Objectives:

  • To practice advanced SQL.
  • To get familiar with commercial database management systems (SQL Server).
  • To get familiar with using a database management system in the cloud (Azure).
  • To practice physical tuning through the addition of appropriate indexes.

Assignment tools: Microsoft SQL Server and Azure

Due date: Tuesday, Noverber 7th, 2017 by 11:00pm.
Turn in your solution using the assignment drop box linked from the main course web page.

What to turn in:
One file, hw3-queries.sql, described below.

Overview

This homework is a continuation of homework 2, with three changes. We will use a larger dataset, the queries are more challenging, and you will have to use a commercial database system. SQLite simply cannot execute these queries in any reasonable amount of time; hence, we will use SQL Server, which has one of the most advanced query optimizers. SQL Server also has a very nice client application, SQL Server Management Studio, that you can use in this assignment.

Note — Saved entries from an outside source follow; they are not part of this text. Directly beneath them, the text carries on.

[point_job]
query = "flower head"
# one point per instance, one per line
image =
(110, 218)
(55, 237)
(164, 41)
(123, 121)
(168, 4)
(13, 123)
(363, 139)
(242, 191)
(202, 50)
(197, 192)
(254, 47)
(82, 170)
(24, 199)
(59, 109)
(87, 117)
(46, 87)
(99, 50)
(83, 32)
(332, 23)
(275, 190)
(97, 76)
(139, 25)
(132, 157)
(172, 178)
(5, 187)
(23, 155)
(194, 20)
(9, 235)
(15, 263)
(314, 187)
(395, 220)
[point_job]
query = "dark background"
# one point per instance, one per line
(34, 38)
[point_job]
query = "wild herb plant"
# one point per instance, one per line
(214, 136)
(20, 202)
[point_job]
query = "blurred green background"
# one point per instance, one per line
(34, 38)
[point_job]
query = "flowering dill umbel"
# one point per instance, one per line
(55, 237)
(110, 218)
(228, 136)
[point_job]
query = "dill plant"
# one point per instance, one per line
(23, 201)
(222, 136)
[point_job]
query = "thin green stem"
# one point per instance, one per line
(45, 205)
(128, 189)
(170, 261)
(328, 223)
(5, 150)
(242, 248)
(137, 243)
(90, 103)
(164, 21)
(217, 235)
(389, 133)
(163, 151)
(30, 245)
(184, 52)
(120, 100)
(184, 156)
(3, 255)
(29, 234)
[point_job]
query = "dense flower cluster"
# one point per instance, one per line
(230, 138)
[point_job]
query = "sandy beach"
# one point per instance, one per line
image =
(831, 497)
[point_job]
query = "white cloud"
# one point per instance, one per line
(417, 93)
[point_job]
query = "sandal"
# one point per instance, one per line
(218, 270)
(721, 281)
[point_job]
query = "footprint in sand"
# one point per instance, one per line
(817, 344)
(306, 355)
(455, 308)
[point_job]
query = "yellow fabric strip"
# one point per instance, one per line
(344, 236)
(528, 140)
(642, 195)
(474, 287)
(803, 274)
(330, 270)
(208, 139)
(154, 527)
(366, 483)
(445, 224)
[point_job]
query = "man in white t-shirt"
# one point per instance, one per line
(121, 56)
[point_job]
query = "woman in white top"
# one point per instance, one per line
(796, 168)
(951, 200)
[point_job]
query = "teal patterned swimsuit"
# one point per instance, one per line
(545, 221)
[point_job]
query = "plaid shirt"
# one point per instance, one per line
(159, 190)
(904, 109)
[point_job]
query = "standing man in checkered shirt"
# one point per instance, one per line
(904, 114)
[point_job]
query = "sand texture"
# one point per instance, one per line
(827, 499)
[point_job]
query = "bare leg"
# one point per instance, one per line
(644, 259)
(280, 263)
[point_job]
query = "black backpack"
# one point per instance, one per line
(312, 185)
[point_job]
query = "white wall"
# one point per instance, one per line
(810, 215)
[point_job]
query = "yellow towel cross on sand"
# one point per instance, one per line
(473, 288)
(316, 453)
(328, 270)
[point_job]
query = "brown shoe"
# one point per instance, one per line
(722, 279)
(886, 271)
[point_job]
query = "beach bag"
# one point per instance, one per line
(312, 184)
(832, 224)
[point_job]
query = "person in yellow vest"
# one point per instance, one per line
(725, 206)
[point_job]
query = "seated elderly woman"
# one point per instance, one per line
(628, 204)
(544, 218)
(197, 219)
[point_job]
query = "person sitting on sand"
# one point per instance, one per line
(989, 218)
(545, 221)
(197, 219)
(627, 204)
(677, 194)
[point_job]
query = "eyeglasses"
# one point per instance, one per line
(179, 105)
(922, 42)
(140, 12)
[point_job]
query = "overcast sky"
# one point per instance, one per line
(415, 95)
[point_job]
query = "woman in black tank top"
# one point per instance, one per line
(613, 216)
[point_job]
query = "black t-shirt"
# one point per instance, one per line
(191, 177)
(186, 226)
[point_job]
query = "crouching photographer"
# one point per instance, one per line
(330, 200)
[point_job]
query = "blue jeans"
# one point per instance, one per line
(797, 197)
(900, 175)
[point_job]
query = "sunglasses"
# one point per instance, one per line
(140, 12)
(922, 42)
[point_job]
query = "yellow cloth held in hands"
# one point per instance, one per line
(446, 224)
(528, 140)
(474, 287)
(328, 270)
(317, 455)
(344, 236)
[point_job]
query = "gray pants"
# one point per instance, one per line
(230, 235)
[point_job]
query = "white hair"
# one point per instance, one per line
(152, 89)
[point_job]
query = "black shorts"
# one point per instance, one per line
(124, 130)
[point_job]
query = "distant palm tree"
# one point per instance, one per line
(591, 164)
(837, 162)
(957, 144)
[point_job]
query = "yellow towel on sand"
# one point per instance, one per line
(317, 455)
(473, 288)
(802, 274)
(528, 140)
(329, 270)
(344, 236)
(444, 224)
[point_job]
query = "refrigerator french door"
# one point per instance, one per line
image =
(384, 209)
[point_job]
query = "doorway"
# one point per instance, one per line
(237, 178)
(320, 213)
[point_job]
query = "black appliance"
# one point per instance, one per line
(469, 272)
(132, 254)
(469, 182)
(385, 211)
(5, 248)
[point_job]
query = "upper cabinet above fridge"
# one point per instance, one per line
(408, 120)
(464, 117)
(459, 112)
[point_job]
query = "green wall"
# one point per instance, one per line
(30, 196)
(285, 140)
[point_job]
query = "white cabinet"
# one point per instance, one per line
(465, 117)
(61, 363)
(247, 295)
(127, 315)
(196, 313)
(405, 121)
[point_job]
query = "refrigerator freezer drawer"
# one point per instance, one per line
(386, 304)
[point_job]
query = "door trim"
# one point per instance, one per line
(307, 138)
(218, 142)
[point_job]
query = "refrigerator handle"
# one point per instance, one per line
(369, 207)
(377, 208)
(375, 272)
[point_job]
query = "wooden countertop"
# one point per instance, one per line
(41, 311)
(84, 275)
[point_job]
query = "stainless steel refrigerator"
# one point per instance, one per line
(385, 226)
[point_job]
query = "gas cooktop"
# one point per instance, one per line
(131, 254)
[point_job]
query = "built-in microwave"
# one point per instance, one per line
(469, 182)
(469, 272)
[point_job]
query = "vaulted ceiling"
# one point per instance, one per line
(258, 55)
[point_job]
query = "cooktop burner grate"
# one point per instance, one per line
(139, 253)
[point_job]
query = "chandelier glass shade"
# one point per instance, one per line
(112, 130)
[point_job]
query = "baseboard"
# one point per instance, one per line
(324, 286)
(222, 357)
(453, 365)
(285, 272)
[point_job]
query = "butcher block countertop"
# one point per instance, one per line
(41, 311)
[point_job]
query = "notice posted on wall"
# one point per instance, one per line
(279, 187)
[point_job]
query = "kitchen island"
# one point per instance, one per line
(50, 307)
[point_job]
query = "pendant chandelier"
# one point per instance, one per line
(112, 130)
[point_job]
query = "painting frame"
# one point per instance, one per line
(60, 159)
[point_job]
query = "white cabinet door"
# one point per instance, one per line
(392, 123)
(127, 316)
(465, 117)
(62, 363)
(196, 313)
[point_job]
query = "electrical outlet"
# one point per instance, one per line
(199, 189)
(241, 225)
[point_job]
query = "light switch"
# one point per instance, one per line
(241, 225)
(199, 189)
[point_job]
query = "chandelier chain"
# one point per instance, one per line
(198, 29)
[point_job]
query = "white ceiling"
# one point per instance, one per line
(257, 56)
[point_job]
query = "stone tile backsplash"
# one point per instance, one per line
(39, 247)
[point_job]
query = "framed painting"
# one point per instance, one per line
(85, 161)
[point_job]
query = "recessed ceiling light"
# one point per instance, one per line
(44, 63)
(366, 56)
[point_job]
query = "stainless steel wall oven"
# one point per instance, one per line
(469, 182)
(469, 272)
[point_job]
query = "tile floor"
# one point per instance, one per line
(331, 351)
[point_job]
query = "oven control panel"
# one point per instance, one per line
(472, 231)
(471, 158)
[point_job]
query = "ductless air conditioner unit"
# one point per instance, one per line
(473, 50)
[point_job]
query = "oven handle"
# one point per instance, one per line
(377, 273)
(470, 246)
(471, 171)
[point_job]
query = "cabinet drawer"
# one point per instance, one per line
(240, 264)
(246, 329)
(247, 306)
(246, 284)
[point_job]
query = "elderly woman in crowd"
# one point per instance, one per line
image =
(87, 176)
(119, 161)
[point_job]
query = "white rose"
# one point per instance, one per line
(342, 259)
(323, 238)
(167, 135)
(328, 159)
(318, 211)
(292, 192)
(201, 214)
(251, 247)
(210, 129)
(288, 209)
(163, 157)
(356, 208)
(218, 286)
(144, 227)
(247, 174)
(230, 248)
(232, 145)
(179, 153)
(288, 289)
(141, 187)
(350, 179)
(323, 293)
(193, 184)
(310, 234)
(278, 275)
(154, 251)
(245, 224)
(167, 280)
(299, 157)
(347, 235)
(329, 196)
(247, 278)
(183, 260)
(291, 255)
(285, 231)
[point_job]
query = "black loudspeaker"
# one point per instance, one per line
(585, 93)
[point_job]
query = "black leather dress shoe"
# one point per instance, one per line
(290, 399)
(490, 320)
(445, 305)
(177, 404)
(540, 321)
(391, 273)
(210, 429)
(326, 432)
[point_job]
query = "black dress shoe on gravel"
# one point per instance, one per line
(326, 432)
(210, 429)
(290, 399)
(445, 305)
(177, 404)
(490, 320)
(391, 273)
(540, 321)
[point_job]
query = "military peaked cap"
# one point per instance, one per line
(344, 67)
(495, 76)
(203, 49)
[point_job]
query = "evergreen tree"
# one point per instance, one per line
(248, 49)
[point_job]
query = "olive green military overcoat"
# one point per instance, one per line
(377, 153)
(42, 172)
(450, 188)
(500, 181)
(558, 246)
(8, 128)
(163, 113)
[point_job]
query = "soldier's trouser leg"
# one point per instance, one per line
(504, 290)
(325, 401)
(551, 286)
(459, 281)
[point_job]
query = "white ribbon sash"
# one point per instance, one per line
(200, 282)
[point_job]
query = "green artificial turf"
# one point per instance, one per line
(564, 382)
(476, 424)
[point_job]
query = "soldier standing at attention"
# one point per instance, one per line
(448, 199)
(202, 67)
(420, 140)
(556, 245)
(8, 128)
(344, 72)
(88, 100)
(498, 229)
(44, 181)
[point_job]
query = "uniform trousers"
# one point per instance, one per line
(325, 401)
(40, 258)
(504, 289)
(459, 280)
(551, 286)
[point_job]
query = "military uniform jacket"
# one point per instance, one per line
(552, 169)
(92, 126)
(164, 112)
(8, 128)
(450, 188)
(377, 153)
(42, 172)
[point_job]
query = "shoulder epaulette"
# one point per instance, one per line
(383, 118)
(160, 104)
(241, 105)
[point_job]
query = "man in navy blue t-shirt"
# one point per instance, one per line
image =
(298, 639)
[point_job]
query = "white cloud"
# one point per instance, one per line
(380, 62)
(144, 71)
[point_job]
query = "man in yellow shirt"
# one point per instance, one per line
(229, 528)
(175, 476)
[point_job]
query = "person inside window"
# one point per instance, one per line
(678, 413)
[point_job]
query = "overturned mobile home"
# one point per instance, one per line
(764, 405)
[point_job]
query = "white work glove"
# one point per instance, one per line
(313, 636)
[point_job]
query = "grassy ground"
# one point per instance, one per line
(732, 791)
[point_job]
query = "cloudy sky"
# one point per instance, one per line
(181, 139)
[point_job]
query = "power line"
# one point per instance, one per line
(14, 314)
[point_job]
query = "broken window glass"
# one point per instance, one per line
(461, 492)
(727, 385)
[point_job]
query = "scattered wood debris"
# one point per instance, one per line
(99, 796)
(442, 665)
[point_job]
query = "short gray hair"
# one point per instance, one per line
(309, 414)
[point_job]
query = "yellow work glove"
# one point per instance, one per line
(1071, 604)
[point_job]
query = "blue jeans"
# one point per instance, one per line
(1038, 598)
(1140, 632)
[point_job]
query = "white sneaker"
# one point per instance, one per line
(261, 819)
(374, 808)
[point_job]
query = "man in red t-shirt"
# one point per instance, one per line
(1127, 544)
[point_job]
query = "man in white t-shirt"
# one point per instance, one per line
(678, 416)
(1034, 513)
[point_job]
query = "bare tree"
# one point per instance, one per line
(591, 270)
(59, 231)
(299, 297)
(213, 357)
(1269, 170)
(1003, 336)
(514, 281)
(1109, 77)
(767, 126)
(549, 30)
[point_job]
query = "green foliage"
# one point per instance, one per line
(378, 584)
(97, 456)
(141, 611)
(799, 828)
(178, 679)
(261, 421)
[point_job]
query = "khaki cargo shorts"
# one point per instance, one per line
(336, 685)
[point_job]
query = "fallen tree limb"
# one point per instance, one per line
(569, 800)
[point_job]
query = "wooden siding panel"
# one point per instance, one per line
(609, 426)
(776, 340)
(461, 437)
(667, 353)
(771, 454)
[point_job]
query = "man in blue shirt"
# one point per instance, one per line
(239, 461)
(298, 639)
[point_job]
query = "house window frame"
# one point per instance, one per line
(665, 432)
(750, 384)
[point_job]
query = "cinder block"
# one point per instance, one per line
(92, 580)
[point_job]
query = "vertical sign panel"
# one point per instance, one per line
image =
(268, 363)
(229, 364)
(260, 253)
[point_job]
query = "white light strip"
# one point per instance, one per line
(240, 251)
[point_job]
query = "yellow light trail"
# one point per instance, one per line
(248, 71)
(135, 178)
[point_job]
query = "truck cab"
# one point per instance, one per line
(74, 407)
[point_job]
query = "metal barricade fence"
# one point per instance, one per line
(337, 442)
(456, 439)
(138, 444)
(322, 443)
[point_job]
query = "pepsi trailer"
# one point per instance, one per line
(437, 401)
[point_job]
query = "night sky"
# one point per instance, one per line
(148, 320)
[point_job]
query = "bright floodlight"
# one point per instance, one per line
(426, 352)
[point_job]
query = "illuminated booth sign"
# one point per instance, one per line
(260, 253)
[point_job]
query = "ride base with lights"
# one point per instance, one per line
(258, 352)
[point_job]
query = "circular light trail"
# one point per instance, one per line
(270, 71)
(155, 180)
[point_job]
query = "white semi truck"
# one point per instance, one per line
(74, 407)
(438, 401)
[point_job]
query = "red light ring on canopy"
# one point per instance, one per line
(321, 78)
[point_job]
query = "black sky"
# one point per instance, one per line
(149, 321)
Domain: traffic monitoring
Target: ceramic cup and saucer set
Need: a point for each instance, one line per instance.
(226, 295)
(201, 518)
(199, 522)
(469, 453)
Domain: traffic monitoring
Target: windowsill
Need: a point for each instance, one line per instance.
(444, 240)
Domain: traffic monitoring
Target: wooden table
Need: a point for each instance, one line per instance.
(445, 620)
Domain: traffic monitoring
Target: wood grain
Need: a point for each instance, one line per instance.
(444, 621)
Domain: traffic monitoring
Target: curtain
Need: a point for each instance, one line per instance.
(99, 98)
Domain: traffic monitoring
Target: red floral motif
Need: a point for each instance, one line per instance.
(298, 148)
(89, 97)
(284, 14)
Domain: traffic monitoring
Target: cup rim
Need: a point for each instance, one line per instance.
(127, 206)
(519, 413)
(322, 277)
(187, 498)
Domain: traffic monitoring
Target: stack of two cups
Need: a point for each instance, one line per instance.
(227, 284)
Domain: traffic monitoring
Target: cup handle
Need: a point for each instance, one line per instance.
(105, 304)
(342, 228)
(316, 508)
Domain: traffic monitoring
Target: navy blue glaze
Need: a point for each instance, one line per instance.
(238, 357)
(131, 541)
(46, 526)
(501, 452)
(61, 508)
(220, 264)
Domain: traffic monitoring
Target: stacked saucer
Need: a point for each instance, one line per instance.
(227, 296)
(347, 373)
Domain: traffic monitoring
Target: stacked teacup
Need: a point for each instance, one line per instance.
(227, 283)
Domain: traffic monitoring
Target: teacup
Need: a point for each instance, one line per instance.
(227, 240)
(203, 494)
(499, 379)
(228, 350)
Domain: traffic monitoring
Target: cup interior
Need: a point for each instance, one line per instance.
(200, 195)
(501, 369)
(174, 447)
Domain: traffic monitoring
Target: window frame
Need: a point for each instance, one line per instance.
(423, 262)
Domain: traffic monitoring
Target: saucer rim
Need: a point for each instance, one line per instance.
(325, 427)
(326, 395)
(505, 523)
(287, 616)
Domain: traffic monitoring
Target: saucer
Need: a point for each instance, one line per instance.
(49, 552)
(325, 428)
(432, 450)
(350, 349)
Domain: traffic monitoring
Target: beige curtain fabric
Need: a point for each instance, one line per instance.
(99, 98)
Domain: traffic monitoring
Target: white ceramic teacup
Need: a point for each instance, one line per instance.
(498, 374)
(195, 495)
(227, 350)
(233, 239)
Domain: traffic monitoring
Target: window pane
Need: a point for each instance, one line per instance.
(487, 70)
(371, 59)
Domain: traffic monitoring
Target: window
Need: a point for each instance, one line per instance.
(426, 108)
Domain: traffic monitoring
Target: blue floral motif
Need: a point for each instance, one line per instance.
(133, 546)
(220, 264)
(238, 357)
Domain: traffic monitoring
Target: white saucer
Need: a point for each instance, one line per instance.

Here is again the schema of the Flights database, for your reference:

  • Flights (fid, year, month_id, day_of_month, day_of_week_id, carrier_id, flight_num, origin_city, origin_state, dest_city, dest_state, departure_delay, taxi_out, arrival_delay, canceled, actual_time, distance)
  • Carriers (cid, name)
  • Months (mid, month)
  • Weekdays (did, day_of_week)

We leave it up to you to decide on the types to use for the various fields. However, note that SQL Server will complain if you try to import data and it needs to truncate it because VARCHAR fields are too small or if integer fields are used for real valued data.

In addition, however, you should impose the following constraints:

  • The primary key of the FLIGHTS table is fid.
  • The primary keys for the other tables are cid, mid, and did respectively.
  • Flights.carrier_id references Carrier.cid
  • Flights.month_id references Months.mid
  • Flights.day_of_week_id references Weekdays.did

In this homework, you will do four things. First, you will create a database in the SQL Server database management system running as a service on Azure. Second, you will write and test the SQL queries below. Keep in mind that the queries are quite challenging, both for you and for the database engine. Third, you will add indexes to speed up your queries. Finally, you will reflect on using a database management system running in a public cloud.

A. Setting up an Azure SQL Database [0 points]

In this assignment, we want you to learn how to use an Azure SQL database from scratch. Your first step will thus be to setup a database in the Azure service and importing your data. This step may seem tedious but it is crucially important. We want you to be able to continue using Azure after the class ends. For this, you need to know how to use the system starting from nothing.

NOTE: These steps will take some time to complete, so start early!

Step 1: Create an Azure account (use promo code)

If you have not already done so, follow the Azure setup instructions to create an Azure account using the promotional code you were sent in email.

Step 2: Learn about Azure SQL Server

Spend some time clicking around, reading documentation, watching tutorials, and generally familiarizing yourself with Azure and SQL Server.

Step 3: Create a database

From the Azure portal page, select "+ New" on the left, then select "Databases", then select "SQL Database". This will bring up a panel with configuration options for a new DB instance.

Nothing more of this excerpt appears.